Debate remains about how to be prepare patients for these treatments. Some clinics begin CPT or PE programs after a one-session orientation, while others have six-week orientation periods. There's a belief in many clinics, Rosen says, that longer orientation sessions will better prepare the patient for a CPT or PE program and reduce the dropout rate. But he says there's no hard evidence on whether that is true.

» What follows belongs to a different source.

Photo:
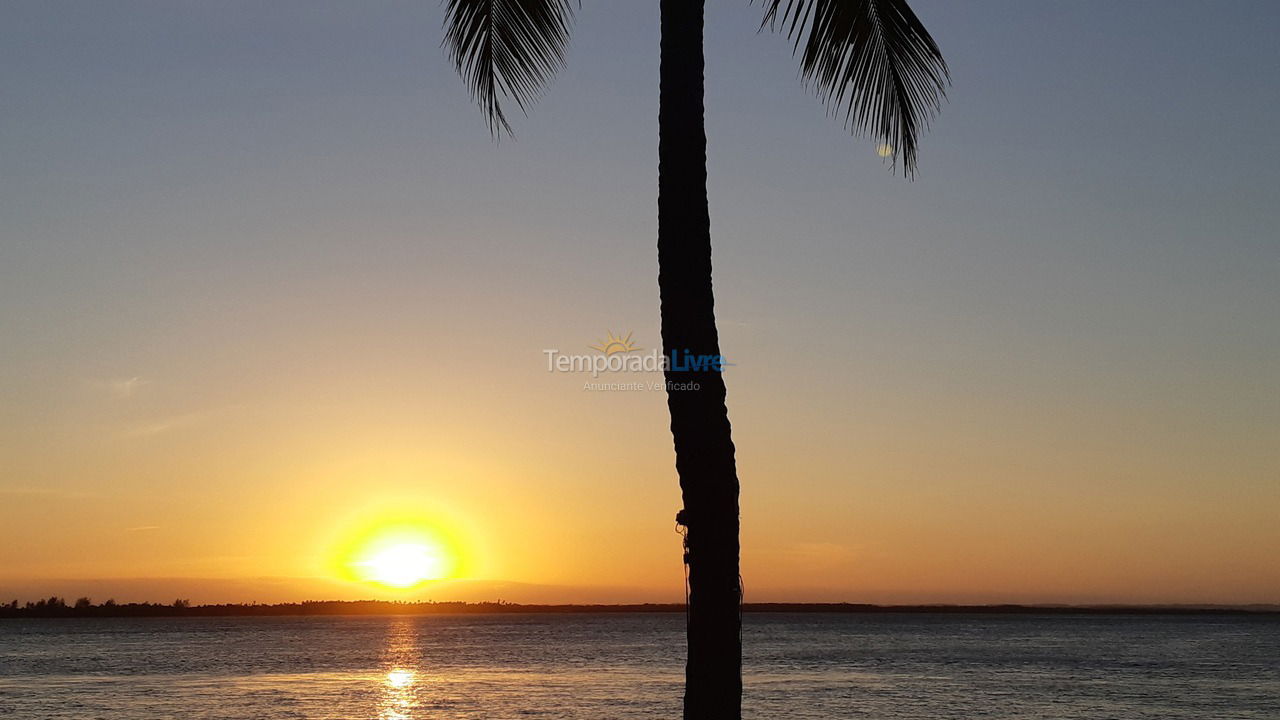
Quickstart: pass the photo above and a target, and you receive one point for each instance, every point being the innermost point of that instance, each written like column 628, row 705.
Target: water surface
column 630, row 666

Veterans seeking outpatient treatment at the Cincinnati VA attend a one-time 60-minute orientation session that explains basic information about PTSD and evidence-based treatment options including PE and CPT, according to Monroe. Patients can then choose a treatment preference, before being interviewed by a clinician to determine if that's the best therapeutic option based on the severity of their PTSD symptoms, he notes.
In Rosen's view, clinics should use a scientific approach to find out which approach works better for retention. Half of the patients at PTSD clinics should be randomly chosen for the one-time class, for example, and the other half for the six weekly sessions, he says.
"At the end of the [orientation], you can tell the patients, 'Now you can go on to PE or CPT,' and see which group has more patients make it through the program," Rosen says. "But each clinic thinks the way they do it works for them. So, for one, it's done haphazardly. You really need to randomize people within a clinic, and that will answer for you [the question of whether] this [longer] orientation was necessary or not."